Час работы, и вот уже виден бетонный пол. Погреблись еще немного, и Димка, как самый худенький, едва протиснувшись под плитой, посветил фонарем в щель, в которую, скорей всего, и нырнул Рыжий. Но кроме засыпанных боем и хламом ступенек в подвал, ничего не видел. – Эй! Есть кто живой? Ау! Занявчал кот. И сразу же женский голос. Уставший. Охрипший. Обрадовавшийся. – Есть, родненький, есть! Здесь мы! С дочкой! Мне только вот ноги придавило, а она – целехонька!..
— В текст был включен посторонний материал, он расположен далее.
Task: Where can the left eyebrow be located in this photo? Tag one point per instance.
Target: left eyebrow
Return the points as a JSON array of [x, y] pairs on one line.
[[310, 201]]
Казаки. Эмчеэсники. Комендант Первомайска. Разбирают завал. Рыжая ополченочка, как и все, работает на завале. –Ты как здесь? – заметив ее, спросил комендант. Та, разгибаясь, показала на рацию в разгрузке. – Зачем? Медиков и без тебя здесь … – Крестница там моя... Наверно… Скорей всего… – Настенька? – Да… – Понятно…
Комендант, рыжая ополченка, казаки-«первооткрыватели» и эмчеэсники с носилками и инструментом опустились в подвал. Луч фонаря. В черноте подвала. Выхватил шкаф. Старый. Добротный. Женщину с землистым лицом. Девочку. Сидящую рядом с матерью. В луч света, прихрамывая на переднюю лапу, из-за шкафа вышел кот. Рыжий. Пушистый. Примружив глаза, довольный, посмотрел на спасателей…
– Нескоро, мать, ты воду возить будешь. Ноги-то сломаны у тебя… – А когда пошли-то? – Та днем еще… – Полтора суток… Сука, Порошенко! Гнида гнойная! Ты за все нам ответишь! Сполна!..
Передал кота в «Скорую». Настеньке. – Геройский у тебя кот, доченька! С ним вы не пропадете…
После нескольких часов операции, Ольга, с загипсованными ногами, бледная, осунувшаяся, лежала на больничной койке. Рядом, на стуле, сидела рыжая ополченка. С другой стороны, держа мать за руку, на постели сидела Ася. В головах у Ольги, прищурившись, рыжий кот Марс мурчал, мурчал, мурчал… © Copyright: Он Ол, 2015.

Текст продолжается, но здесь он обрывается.